Before leaving the module, compare the learner artifact against these standards and common failure modes.
Tool fit
The AI mode matches the work type and is not overcomplicated.
Source clarity
The learner can explain what information the answer used and what still needs verification.
Review discipline
The output has a clear risk level and a human owner where needed.
Transferability
The learner can reuse the same classification habit on a new task next week.
Treating all AI as chat
Some tasks need sources, files, spreadsheets, design tools, or workflow permissions.

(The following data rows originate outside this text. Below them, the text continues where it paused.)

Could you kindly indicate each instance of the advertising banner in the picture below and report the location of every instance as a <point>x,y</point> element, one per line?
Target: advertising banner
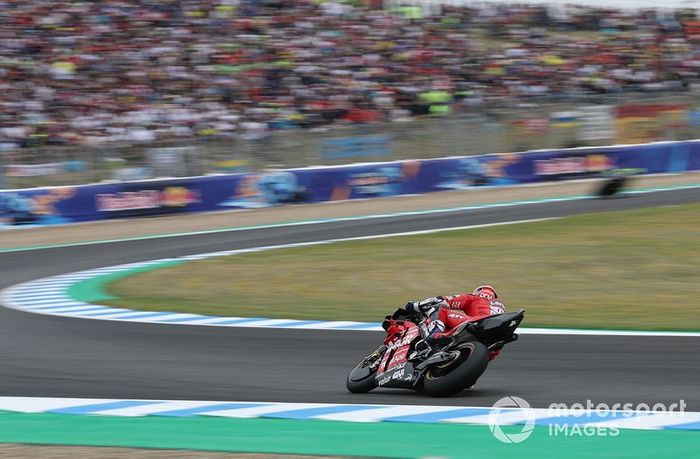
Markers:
<point>334,183</point>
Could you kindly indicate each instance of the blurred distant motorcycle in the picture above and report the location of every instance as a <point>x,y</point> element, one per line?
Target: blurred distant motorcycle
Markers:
<point>451,365</point>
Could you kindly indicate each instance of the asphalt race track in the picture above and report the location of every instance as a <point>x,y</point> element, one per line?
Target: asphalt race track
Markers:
<point>64,357</point>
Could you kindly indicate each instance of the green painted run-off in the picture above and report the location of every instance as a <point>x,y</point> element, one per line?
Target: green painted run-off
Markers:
<point>92,290</point>
<point>385,439</point>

Chasing the newest tool first
A tool only matters if it changes the quality, speed, or reliability of the work.
Skipping risk classification
The same AI output can be harmless in a draft and dangerous in a client commitment.
Using agents too early
A normal prompt or checklist is often better than a complex agent workflow.
Tool categories
Tools to understand, not worship.
Current AI products increasingly blend chat, research, file understanding, app integrations, and agentic tool use. This module keeps learners grounded in categories so the curriculum does not become tool hype.
Completion
The work that proves the lesson landed.
Finish the artifact
FAQ
Questions learners usually ask.
Do I need to understand model architecture?
No. You need enough vocabulary to choose tools, understand limits, and review important outputs.
Should I standardize on one tool?
Use one default assistant, but learn categories. Documents, slides, spreadsheets, research, media, and agents solve different problems.
What is the first beginner mistake?
Asking one AI tool to do everything at once. Better work comes from choosing the right mode and reviewing in stages.